Je plaide par ailleurs en faveur d’une simplification de l’espace politique. De la commune à l’Union européenne – voire à l’ONU -, il existe aujourd’hui trop de niveaux de pouvoir pour que les enjeux politiques soient encore lisibles aux yeux des citoyens. Même si les Etats-nations gardent leur pertinence sur notre Vieux Continent, il n’est pas impossible que les échelons politiques principaux deviennent à terme la commune, la région et l’Union européenne.

Théocratie et démocratie

Pour le croyant que je suis, la théocratie est le système politique idéal… à condition de s’appliquer aux anges. Mais les hommes ne sont pas des anges et quand ils confondent Dieu et César, ce n’est bon ni pour le culte rendu à Dieu, ni pour le royaume confié à César. Pour le citoyen que je suis, la dictature est le système politique le plus efficace… tant que le peuple et son dictateur sont des saints. Mais les peuples et leurs dictateurs ne sont pas des saints et toutes les dictatures dégénèrent dès lors en tyrannie.

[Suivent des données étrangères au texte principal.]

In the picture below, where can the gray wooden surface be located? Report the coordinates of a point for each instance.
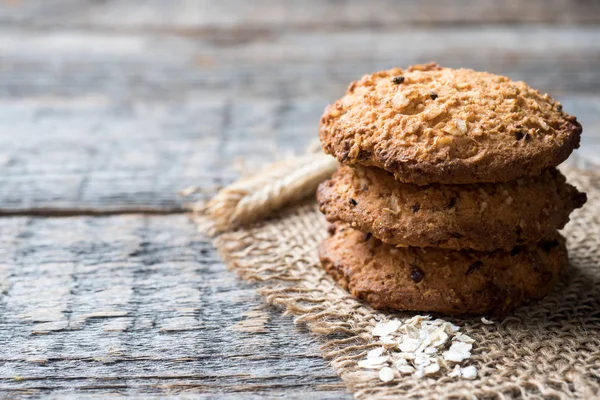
(108, 108)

Reste la démocratie.  » La pire forme de gouvernement à l’exception de toutes celles qui ont été essayées de temps à autre au cours de l’histoire  » , plaisantait Churchill. Les deux parties de la phrase sont correctes. La démocratie est le pire des systèmes politiques – lent, clientéliste, dispendieux, dispersé, inefficient…. – mais tous les autres systèmes ont démontré qu’ils étaient bien pires. Je n’aime donc pas trop ce sport national qui consiste à cracher dans la soupe, en critiquant les institutions politiques et les élus du peuple, tout en se gardant bien de s’investir dans la chose publique.

Nous pensons trop facilement que nos libertés civiques sont acquises une fois pour toutes. Aujourd’hui, il est de bon ton de vouer aux gémonies tout sympathisant, même le plus tiède, du régime nazi, en oubliant un peu vite que notre Vieux Continent et ses élites ont été à un doigt de basculer collectivement dans l’abîme. Si, un soir du 28 mai 1940, un vieux politicien ayant le courage de ses intuitions avait été renversé, il ne fait pas de doute que la Bête aurait triomphé et – probablement – régnerait encore.

2 Credo politique, par Eric de Beukelaer, Fidélité/Avant-propos, 110 p.

Les titres et intertitres sont de la rédaction.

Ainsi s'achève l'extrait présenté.